Investment trusts have been around since the 1860s and right now, an awful lot of them look like long-term bargains.
Investment trusts are public limited companies (PLCs) that are listed on the London Stock Exchange. Their sole business is to invest on behalf of their shareholders.
Typically, we hold investment trusts within our bespoke portfolio service, which gives you access to a broad universe of investment assets.
Investment trusts are sometimes overlooked, but they can have some important advantages over the long term.
Generally cheaper
Investment trusts have long been committed to low costs and tend to have lower total expense ratios than open-ended funds such as unit trusts.
Access hard to reach assets
We particularly like investment trusts as their unique structure allows us to access a wider range of assets such as renewable infrastructure and private companies.

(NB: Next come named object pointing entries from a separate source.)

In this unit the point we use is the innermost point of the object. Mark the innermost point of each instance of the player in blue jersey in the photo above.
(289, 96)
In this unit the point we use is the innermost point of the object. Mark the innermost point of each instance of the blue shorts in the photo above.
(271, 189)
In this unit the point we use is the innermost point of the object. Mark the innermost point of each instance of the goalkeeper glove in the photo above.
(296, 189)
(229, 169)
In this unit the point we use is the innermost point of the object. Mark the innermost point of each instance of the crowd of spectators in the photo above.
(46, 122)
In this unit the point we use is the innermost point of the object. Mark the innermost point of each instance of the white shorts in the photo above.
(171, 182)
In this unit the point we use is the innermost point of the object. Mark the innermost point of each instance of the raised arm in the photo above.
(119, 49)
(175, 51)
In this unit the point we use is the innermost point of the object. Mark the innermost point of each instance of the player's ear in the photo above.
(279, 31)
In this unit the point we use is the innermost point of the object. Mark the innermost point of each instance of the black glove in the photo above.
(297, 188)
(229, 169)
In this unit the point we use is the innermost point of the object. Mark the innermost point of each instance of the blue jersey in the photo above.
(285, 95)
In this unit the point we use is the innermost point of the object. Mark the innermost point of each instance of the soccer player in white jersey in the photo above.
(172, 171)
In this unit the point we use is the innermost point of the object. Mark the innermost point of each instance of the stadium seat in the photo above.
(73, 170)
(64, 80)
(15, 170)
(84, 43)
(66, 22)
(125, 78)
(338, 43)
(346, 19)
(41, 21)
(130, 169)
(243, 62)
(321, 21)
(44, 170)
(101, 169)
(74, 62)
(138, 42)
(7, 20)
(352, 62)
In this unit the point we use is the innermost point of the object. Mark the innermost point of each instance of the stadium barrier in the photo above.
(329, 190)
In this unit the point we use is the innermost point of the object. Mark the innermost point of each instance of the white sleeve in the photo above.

An investment trust has a fixed number of shares to buy (a closed-end fund), and fund managers do not have to buy and sell shares to meet demand. This gives the fund manager more control as they can buy and sell when they believe the time is right.
Borrowing power
By borrowing money (a process known as ‘gearing’), investment trusts can potentially boost returns, though it can also magnify losses as interest rates rise.
Trust structure
The value of your investment is based on the share price of the investment trust, not necessarily the value of the underlying assets.
Depending on these factors, an investment trust’s share price could trade above the underlying value of the portfolio (at a premium), or below the underlying value of the portfolio (at a discount).
Unfortunately, some of the advantages of the investment trust structure can work in reverse.
A year to forget
Last year was a tough one for investment trusts. The average trust shouldered a double-digit discount – the first time this has happened since the global financial crisis.
Of the 392 trusts listed on the Association of Investment Companies website, around 220 lost money. In around a quarter of those cases, however, the trust’s share price has fallen despite its manager achieving growth in the value of its underlying investments.
Investment trusts are also grappling with some structural issues. A consolidating wealth management industry increasingly favours bigger, more liquid trusts, at the expense of the smaller players in the sector.
Discounts persist – but so do opportunities
Rising interest rates in the sector has led investors to ask for higher returns and dividends than have been incorporated in the asset values of the funds, which has contributed to the emergence of sector share price discounts. However, we view this as a substantial long-term opportunity.
Despite the negative sentiment and difficult backdrop, earnings and revenue growth are generally remaining resilient in underlying portfolios.
Trusts on the path to net zero
Climate change is showing signs of accelerating and demand for portfolios of existing cash-generating renewable and infrastructure assets is likely to remain robust.